On revenue growth, IBM is lagging. Over the past three years, revenues grew just 2.6% annually versus 5.6% for the S&P 500. Recent trends look better – revenues climbed 4.5% over the last year to $65 billion, and the most recent quarter showed 9.1% growth. But historically, this is a slower-growth story than the broader market.

Profitability is decent but not exceptional. IBM’s operating margin sits at 17.7% (slightly below the S&P’s 18.8%), while its net margin is 12.1% (versus 13.1% for the index). Operating cash flow margin, at 20.6%, is solid and slightly above the market average.  The company generates cash, but it’s not dominating its peers.

The balance sheet, however, is rock solid. IBM carries $67 billion in debt against a $272 billion market cap – a debt-to-equity ratio of just 23.3%. It also holds $15 billion in cash, representing 10.2% of total assets. This financial stability is a genuine strength.

What About Downside Protection?

IBM has historically held up relatively well during market crashes. During the 2022 inflation shock, it fell 20.2% versus 25.4% for the S&P 500. In the 2020 COVID crash, it dropped 39% compared to the S&P’s 33.9% decline. And during the 2008 financial crisis, IBM fell 44.8% while the S&P plummeted 56.8%.

So if you’re worried about downside risk, IBM has shown more resilience than the broader market in past crises. That’s worth something.
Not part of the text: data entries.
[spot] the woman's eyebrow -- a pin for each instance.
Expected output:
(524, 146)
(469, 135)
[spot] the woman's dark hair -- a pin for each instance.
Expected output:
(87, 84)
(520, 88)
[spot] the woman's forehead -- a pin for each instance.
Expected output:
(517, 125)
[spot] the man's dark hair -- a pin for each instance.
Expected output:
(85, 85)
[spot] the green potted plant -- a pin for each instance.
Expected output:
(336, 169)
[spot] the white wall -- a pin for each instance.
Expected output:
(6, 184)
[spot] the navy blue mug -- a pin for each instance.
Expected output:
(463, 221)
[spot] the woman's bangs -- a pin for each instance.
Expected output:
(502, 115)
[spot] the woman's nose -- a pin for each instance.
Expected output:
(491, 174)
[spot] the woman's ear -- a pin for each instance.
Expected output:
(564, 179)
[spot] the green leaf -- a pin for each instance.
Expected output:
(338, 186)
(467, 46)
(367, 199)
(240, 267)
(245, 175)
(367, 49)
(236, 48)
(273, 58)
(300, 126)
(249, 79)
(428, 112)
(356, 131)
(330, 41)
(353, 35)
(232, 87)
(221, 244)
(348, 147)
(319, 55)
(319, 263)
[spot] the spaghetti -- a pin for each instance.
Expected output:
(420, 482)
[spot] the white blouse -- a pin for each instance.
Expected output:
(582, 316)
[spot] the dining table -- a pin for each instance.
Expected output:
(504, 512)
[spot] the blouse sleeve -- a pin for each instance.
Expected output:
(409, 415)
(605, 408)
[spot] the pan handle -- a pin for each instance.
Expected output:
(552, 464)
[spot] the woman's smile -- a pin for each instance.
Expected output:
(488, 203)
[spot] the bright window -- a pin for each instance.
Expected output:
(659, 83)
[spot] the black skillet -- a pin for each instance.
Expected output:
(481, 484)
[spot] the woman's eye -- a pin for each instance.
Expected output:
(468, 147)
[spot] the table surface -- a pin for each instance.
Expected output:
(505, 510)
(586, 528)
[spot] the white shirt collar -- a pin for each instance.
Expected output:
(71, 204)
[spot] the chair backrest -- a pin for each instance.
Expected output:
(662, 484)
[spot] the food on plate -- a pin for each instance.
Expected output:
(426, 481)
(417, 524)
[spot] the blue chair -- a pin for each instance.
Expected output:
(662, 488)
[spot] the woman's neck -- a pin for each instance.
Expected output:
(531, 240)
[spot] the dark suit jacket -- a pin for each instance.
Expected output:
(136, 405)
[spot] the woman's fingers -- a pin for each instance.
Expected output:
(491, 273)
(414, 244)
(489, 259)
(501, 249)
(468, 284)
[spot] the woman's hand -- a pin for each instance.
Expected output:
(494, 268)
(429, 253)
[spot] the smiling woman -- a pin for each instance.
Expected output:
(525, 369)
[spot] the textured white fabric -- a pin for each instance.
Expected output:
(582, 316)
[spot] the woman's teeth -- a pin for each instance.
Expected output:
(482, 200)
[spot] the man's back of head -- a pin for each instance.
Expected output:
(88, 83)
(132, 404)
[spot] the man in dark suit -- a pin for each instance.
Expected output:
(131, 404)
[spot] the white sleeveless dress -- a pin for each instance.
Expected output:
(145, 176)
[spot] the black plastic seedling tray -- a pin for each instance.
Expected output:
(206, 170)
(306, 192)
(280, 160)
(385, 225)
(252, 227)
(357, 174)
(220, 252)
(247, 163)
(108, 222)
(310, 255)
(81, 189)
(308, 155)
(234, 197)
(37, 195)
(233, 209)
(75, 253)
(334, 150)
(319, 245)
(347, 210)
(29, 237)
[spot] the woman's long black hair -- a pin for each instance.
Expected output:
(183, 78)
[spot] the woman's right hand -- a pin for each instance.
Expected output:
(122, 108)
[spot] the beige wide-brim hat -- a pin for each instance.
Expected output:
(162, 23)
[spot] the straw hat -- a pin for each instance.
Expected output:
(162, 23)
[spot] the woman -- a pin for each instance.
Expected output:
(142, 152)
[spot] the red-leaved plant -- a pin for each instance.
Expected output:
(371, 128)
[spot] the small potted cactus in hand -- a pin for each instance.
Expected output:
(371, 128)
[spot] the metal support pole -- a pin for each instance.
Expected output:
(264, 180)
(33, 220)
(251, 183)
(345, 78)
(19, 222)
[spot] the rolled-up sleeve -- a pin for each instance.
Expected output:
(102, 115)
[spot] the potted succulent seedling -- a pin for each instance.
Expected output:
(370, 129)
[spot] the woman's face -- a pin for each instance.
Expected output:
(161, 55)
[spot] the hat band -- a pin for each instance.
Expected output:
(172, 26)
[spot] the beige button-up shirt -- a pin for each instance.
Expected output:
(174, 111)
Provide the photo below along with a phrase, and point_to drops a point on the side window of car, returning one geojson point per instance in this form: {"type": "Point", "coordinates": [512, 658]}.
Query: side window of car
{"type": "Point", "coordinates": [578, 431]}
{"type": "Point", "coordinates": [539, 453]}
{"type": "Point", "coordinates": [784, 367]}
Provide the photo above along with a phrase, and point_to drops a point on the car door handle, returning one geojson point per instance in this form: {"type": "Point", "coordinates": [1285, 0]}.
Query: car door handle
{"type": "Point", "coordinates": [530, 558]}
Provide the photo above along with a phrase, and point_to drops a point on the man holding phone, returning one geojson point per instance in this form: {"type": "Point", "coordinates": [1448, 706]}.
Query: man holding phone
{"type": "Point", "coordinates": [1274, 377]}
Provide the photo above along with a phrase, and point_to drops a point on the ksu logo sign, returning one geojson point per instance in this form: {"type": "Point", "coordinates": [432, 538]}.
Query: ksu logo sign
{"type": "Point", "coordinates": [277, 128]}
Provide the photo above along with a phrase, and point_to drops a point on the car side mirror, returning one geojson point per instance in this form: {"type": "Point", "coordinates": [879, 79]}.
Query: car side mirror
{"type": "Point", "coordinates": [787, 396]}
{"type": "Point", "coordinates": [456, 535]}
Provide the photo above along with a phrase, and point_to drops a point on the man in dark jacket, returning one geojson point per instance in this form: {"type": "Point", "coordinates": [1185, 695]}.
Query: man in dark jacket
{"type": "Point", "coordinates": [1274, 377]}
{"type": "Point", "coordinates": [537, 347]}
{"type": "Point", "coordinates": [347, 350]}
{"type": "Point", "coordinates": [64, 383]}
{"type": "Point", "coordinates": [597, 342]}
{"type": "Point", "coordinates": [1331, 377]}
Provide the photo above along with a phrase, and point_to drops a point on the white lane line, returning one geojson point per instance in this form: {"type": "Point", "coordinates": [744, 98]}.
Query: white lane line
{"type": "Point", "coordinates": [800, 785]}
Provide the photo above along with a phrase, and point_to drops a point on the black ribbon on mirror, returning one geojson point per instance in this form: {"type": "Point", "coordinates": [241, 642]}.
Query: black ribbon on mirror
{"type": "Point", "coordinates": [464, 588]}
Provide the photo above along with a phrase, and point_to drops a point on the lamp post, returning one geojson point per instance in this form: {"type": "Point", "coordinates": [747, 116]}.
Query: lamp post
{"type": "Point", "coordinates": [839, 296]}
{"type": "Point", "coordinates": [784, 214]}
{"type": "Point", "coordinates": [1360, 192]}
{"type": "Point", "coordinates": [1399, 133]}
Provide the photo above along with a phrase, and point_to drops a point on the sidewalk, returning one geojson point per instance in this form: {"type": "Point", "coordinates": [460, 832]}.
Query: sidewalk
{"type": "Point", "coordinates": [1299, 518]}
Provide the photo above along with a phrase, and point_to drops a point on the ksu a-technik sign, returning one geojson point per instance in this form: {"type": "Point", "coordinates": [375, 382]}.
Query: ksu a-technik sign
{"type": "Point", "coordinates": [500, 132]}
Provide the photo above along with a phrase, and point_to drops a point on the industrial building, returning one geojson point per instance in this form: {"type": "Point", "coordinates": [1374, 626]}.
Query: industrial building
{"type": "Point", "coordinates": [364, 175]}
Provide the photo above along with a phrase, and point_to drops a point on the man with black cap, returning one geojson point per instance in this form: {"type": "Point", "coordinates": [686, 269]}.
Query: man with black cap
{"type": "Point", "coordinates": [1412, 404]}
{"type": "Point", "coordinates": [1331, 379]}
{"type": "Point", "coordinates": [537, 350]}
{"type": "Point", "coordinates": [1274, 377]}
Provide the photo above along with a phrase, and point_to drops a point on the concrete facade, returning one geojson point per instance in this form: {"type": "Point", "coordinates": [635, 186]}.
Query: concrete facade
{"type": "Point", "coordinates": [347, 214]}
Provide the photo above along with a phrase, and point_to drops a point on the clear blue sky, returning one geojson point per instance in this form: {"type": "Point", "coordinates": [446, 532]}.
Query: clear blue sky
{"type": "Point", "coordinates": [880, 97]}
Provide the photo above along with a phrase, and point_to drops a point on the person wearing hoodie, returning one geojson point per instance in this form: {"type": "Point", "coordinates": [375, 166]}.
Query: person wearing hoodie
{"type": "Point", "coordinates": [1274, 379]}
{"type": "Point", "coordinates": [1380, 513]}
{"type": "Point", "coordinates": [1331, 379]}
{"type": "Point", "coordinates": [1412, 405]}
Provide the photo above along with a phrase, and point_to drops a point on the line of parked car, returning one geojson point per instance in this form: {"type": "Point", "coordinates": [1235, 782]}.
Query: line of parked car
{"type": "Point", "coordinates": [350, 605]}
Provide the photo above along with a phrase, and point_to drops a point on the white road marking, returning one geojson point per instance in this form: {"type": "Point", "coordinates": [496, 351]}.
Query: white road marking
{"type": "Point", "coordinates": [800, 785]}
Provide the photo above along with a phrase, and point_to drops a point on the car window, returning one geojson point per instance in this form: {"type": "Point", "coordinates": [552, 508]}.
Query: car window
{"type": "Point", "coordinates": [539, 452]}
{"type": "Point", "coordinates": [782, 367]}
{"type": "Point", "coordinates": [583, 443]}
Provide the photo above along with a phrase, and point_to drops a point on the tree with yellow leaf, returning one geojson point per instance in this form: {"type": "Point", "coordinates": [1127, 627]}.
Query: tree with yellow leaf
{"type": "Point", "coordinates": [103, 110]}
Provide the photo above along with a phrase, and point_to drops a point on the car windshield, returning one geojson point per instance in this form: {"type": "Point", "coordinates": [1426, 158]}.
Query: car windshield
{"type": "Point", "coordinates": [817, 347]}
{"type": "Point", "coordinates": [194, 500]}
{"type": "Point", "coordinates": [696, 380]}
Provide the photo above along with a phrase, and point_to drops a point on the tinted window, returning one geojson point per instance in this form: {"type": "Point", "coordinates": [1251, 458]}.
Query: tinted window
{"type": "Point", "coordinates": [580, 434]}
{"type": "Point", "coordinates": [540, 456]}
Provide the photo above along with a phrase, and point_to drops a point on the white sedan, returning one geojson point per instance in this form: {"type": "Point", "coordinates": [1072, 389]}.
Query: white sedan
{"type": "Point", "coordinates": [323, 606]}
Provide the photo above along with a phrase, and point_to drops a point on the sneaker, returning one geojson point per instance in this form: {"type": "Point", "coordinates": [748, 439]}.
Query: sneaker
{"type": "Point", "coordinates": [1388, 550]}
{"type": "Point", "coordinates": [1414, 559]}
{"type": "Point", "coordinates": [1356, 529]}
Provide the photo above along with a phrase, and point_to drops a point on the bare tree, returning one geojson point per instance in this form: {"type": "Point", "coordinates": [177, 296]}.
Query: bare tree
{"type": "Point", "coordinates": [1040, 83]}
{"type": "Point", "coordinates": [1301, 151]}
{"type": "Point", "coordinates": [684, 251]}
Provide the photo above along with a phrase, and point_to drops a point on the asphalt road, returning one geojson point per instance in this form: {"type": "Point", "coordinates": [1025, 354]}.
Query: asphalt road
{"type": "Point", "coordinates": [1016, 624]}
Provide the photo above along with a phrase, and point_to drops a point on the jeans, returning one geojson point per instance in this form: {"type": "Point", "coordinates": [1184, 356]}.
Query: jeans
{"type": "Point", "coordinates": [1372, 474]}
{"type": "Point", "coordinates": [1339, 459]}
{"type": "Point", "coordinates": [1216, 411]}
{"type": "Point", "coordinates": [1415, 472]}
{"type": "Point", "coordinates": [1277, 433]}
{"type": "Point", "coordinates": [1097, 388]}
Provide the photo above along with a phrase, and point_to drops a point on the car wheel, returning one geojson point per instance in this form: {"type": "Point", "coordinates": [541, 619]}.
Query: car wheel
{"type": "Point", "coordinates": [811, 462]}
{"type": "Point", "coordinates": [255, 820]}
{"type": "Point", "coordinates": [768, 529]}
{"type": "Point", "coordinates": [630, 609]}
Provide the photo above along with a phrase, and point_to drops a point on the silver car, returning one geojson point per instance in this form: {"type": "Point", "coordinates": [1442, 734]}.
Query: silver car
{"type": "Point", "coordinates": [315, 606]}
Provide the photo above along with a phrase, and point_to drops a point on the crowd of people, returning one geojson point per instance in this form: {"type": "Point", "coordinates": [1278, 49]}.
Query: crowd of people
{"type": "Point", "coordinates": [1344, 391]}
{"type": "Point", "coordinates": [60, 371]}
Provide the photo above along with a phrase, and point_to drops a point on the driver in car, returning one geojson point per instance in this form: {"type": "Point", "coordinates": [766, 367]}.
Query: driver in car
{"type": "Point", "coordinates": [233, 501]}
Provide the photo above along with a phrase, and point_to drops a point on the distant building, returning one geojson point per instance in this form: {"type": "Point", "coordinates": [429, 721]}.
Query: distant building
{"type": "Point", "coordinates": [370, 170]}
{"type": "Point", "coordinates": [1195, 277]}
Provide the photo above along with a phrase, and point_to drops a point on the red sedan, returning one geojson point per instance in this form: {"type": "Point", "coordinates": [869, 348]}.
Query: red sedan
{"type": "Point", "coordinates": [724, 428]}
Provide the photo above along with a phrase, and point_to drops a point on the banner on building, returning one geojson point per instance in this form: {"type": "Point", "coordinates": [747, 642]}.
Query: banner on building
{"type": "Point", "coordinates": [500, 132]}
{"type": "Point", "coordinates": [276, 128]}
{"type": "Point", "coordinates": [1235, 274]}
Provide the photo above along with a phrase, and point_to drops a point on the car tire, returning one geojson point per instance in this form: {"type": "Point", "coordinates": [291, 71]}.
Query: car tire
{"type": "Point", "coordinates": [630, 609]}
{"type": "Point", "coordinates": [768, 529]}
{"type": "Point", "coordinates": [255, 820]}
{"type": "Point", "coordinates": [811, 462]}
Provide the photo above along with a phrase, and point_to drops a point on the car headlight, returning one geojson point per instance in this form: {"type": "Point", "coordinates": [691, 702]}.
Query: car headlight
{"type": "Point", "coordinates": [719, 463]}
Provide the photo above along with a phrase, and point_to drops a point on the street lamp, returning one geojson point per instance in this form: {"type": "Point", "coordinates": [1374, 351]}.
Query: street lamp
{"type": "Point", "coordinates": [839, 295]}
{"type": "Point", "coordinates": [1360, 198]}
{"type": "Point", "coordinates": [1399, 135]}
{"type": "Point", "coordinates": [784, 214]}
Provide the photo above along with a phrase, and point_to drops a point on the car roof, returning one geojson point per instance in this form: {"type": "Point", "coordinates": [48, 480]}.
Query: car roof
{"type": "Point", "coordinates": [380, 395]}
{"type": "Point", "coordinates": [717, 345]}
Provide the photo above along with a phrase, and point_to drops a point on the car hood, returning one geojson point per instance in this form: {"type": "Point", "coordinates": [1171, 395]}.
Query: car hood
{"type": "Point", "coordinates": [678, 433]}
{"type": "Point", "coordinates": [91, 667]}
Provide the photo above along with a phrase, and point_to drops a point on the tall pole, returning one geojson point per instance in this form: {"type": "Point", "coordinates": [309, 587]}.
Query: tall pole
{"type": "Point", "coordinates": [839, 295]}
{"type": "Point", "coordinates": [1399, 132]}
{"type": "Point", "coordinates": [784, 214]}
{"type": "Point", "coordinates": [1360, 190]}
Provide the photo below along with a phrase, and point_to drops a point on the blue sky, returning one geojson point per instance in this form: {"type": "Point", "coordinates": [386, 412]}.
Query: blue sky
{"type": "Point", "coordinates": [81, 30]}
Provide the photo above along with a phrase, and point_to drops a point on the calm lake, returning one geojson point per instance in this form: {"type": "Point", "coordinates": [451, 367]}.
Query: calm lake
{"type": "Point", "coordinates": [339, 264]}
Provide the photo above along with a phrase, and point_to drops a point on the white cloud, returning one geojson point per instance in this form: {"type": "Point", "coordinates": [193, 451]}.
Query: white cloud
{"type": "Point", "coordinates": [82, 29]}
The Bottom Line: Why We’re Not Rushing In

Let’s put this together:

  • Growth: Weak relative to the market
  • Profitability: Moderate
  • Financial Stability: Very strong
  • Downturn Resilience: Strong
  • Overall Assessment: Moderate

IBM is a moderately performing business trading at an above-market valuation. The analyst consensus price target of $309 suggests just 6% upside from current levels around $290. That’s not much margin of safety after a 5% drop.

Could we be wrong? Absolutely. IBM’s quantum computing initiatives and strong positioning in hybrid cloud and enterprise AI could justify a premium valuation if those bets pay off. The market might reward that optionality.

But from a risk-reward perspective, we’d rather wait for a deeper pullback or look at alternatives like Oracle and Broadcom that may offer better value at current prices. Sometimes the best investment decision is patience.